でも前に、おに吉さんは、こどもの日にぼくの家にあそびにきたこともあったから、なんとなくそうぞうはついた。

そのとき、ふと思いついた。

「ねえ、おに吉さん」

「なんだ?」

「かみなりぐもに、ぼくととくちゃんを乗せてくれないかな?」

ぼく、前にかみなりぐもにのせてもらってスーパー五穀まで行ったことがあるのを思い出して、それできいてみたんだ。そうしたら、おに吉さんは笑ってこういった。

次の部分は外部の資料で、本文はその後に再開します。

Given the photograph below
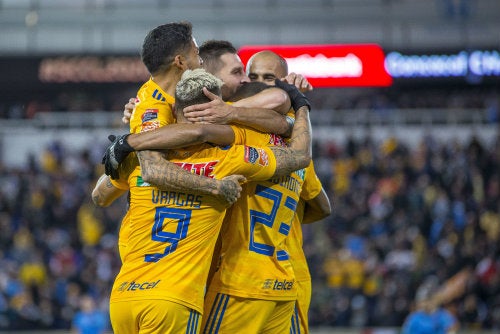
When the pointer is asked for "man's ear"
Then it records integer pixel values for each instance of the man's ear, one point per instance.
(180, 62)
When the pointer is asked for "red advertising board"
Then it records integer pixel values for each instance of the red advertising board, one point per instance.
(344, 65)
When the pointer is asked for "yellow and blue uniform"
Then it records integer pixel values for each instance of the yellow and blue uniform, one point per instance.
(172, 233)
(254, 262)
(153, 108)
(310, 189)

「なあんだ、そんなのお安いごようさ! さ、のったのった!」

「ありがとう! とくちゃん、のろう!」

「う、うん……」

ぼくはとくちゃんといっしょに、かみなりぐもにのりこんだ。

「よーし、出発するぞー」

おに吉のかけ声とどうじに、くもがうかびあがって、びゅーんとうごきだした。

「ところで、ねずみくんの連れの馬の子はなんていうんだ?」

「ぼ、ぼくですか? ぼくは、うまのとくっていいます。とくちゃん、って、よばれてます」

「よろしくな、とくちゃん! おれは角田おに吉っていうんだ。まあ、みたとおりの、二本の角をもった赤おにだ。よろしくな!」

「よ、よろしくおねがいします!」

ぼく、ふたりがじこしょうかいしあっているのを見て、ちょっとほっとした。

これならきっと、ふたりはなかよくなるだろうなって、なんとなくそうおもったんだよね。